Akita does not trust strangers. It will accept them on condition that they are welcomed by its owner. It is a dog that does not bark unnecessarily. However, if something or someone appears near its house, akita will alert you to the danger with barking. Akita makes various sounds and noises. When it is happy, it starts to perform dance-like movements, bringing all kinds of household gadgets or toys. Akita has a well-developed territorial instinct, which is why it will be perfect as a watchman. Akita is interested in its surroundings and is always ready to intervene. It is a devoted friend but it will never be a service-minded dog staring uncritically at his owner. Akita is not suitable for beginners who don't know much about proper dog upbringing. The best results are achieved with consistency and invention in creating new methods of teaching the dog. Akita quickly gets bored with repetitive activities.

Akita can be independent and dominant, especially towards other dogs of the same sex. From an early age it should be properly socialized with dogs, cats and other animals.

Do not let your dog off the leash while you are walking and secure your garden properly so that the dog does not go on a lonely trip. Akita has a strong temperament and loads of energy, but will also accept a day without a long walk.

If you are looking for a dog that will be there for you, the Akita is not the best choice.

Akita - grooming

Japanese Akita does not require daily brushing. There are periods of intense shedding twice a year. It should be combed with a good comb with two rows of metal teeth. Unlike hot weather, this dog tolerates frosts well.. In summer, always provide your dog with a shaded place and cold water.

Akita - colour of coat

Colour of coat:

  • ore
  • sesame
  • brindle
  • white

All the above-mentioned colours of coat, except white, must have a whitish coat on the sides of the muzzle and on the cheeks, on the underside of the lower jaw, on the neck, on the chest and on the tail.

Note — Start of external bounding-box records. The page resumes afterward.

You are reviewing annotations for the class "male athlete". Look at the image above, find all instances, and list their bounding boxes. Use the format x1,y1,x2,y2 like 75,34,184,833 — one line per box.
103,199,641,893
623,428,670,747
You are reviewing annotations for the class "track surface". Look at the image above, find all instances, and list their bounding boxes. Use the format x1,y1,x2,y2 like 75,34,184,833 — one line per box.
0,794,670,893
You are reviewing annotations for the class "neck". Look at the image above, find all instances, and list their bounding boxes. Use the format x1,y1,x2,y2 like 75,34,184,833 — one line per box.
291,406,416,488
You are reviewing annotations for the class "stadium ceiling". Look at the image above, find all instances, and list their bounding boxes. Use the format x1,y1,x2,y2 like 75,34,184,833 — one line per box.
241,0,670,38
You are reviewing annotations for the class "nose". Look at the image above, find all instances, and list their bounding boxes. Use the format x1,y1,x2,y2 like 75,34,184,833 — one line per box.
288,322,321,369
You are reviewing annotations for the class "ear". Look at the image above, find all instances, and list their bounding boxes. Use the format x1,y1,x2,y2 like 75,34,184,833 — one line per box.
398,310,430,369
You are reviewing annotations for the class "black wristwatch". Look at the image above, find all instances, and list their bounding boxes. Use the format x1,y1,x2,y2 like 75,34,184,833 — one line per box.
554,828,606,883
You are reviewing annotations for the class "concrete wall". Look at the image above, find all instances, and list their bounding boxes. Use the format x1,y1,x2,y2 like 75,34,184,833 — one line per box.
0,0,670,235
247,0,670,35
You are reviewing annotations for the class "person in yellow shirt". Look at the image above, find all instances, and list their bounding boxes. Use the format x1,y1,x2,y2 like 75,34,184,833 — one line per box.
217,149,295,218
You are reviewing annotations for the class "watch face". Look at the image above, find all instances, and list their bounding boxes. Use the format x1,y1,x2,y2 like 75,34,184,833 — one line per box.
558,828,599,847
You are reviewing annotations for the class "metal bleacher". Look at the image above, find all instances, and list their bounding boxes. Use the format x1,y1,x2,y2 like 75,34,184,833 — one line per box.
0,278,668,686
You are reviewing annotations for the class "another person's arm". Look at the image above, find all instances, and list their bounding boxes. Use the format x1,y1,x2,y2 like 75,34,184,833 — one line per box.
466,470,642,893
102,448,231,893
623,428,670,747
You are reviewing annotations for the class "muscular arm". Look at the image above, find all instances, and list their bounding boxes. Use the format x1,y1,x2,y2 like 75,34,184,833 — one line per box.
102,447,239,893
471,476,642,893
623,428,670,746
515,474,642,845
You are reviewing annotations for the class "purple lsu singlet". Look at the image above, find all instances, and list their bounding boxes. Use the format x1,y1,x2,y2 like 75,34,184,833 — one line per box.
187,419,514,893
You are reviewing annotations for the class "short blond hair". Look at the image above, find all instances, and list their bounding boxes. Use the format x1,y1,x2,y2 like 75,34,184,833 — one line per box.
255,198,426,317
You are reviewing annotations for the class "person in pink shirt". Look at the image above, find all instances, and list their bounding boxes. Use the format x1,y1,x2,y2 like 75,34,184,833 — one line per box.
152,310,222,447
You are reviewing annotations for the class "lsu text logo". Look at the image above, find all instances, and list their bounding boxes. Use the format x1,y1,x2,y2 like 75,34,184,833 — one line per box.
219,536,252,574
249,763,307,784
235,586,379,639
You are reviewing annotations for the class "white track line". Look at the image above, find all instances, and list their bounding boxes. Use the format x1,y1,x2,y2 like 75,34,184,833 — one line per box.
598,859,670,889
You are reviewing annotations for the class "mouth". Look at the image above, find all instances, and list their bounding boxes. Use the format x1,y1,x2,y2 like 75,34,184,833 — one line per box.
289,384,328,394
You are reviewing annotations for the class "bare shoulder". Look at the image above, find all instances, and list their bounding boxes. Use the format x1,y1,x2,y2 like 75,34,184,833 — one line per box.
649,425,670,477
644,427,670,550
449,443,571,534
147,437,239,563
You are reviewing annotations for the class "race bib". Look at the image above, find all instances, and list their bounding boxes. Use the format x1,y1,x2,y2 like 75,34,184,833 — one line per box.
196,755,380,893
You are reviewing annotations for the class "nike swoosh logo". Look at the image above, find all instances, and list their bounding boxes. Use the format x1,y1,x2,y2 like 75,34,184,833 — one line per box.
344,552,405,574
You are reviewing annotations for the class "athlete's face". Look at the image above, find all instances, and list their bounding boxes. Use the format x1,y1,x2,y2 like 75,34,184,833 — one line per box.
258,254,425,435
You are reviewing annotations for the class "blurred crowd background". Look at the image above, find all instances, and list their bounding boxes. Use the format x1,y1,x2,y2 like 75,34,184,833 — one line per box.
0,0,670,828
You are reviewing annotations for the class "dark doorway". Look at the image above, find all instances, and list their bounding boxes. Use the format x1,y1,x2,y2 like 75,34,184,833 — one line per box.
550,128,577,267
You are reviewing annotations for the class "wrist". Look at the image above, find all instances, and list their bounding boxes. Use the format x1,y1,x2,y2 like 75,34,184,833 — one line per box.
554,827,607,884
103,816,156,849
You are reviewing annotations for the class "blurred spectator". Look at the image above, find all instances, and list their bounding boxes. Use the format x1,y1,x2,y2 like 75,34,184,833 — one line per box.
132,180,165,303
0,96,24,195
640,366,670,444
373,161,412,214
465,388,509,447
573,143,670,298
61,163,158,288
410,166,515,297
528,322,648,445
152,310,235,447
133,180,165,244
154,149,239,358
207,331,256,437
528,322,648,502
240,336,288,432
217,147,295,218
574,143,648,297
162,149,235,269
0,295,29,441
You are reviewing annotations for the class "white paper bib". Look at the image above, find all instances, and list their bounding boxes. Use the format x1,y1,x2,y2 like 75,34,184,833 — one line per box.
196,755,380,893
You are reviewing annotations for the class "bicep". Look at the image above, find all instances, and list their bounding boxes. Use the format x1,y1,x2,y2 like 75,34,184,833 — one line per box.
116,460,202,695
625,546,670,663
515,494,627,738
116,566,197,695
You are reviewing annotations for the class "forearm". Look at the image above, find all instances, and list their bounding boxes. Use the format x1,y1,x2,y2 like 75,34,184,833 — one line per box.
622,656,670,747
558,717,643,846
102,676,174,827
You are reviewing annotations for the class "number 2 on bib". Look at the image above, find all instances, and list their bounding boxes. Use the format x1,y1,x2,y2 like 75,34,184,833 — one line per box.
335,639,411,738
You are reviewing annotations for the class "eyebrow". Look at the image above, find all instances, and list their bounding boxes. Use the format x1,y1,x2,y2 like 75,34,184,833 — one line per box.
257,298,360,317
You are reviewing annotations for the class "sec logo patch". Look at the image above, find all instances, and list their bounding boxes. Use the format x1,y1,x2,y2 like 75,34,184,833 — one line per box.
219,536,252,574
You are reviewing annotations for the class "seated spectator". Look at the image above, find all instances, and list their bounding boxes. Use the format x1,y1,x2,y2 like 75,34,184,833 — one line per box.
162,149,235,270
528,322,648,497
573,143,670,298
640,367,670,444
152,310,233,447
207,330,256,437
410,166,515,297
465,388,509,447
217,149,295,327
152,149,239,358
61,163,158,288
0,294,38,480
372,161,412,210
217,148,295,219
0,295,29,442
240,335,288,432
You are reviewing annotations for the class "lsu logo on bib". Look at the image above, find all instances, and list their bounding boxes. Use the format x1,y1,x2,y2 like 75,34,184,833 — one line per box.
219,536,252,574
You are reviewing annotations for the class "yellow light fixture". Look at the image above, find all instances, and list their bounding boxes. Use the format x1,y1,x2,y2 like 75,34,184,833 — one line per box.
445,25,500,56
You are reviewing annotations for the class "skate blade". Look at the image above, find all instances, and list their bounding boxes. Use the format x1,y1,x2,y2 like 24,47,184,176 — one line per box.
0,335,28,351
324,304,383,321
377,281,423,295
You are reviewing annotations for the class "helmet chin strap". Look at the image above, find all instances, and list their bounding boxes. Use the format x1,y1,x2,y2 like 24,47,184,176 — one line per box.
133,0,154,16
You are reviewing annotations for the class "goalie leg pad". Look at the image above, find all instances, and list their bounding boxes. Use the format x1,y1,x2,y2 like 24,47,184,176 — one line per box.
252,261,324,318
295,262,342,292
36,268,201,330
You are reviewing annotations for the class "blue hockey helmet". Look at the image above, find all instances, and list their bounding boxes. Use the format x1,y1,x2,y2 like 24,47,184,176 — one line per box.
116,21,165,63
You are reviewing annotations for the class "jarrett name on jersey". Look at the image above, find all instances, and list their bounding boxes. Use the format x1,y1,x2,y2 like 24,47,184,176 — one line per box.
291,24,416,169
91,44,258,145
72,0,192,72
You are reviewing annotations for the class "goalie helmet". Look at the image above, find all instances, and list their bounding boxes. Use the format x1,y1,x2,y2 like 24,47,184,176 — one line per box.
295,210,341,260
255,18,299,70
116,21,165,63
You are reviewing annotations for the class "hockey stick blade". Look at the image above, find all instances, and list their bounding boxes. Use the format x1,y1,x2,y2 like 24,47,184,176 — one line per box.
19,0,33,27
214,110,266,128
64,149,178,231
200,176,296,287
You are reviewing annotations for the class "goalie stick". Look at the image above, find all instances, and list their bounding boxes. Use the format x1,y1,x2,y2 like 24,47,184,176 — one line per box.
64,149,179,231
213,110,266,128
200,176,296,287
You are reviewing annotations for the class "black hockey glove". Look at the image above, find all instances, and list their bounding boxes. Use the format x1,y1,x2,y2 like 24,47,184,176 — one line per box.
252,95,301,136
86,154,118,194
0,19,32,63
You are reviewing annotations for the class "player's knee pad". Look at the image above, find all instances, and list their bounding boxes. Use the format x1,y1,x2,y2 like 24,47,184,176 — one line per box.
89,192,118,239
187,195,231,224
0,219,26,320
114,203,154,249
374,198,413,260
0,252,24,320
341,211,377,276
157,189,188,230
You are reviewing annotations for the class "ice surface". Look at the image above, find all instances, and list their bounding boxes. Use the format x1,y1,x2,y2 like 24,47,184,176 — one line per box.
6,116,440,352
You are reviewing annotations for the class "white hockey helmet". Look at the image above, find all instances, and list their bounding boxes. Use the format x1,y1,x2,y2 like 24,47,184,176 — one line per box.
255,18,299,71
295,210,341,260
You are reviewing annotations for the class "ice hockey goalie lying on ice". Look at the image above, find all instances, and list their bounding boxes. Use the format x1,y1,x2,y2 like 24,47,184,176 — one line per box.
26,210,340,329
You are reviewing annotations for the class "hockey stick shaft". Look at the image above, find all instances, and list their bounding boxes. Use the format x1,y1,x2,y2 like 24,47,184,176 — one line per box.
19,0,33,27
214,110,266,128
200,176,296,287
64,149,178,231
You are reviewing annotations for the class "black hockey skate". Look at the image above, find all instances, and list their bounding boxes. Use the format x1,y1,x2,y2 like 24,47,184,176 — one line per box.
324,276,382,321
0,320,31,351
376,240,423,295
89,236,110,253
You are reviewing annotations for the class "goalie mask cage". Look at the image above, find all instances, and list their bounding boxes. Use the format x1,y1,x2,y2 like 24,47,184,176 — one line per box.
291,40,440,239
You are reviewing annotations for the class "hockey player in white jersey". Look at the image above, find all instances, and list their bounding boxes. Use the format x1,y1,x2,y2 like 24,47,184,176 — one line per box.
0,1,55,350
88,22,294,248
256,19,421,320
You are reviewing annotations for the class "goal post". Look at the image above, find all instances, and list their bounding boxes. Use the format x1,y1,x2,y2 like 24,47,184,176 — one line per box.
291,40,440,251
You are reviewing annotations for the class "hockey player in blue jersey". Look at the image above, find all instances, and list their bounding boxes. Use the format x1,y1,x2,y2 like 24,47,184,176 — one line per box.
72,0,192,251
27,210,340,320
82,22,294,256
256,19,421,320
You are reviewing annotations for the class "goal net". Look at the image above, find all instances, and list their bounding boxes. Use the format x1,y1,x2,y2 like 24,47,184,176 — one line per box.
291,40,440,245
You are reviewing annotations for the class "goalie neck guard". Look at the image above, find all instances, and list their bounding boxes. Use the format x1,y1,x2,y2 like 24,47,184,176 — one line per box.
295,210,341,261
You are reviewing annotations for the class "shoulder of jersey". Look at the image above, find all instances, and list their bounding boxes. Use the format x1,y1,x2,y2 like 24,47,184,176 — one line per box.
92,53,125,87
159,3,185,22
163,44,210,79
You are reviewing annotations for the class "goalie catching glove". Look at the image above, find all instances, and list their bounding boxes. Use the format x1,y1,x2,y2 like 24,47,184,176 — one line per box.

The topcoat is coarse and straight. The undercoat is soft and dense. The withers and croup are covered with slightly longer hair. The hair on the tail is also slightly longer than on the rest of the body.

Akita - health

The Japanese Akita is a strong and enduring dog. However, it sometimes has ophthalmic conditions such as cataracts and retinal atrophy or detachment. To avoid losing your dog's eyesight, you should have its eyes checked regularly by the vet.
There are also dysplasias, allergies of various grounds and flatulence.

Akita may also suffer from genetic diseases, incl. Sebaceous adentiti and VKH / UDS. Sebaceous adentiti is sebaceous inflammation of the sebaceous glands. VKH / UDS is a choroid-cutaneous syndrome that leads to complete blindness and loss of pigmentation.

Akita - nutrition

Akita is not picky and eats little for such a large dog. If the dog is not sufficiently active, the meals may be lower in calories. Akita should be fed with high-quality food. Any improper dietary problems may lead to the deterioration of its coat and skin. A very good solution will be the Barf diet based on raw meat, cartilage bones and raw giblets, without the addition of rice, pasta or groats. You should remember about additional supplementation of your dog in the case of feeding with self-prepared meals. Before you start giving all kinds of supplements, however, it's worth talking to your vet. It is also advisable to do some basic blood tests for your dog.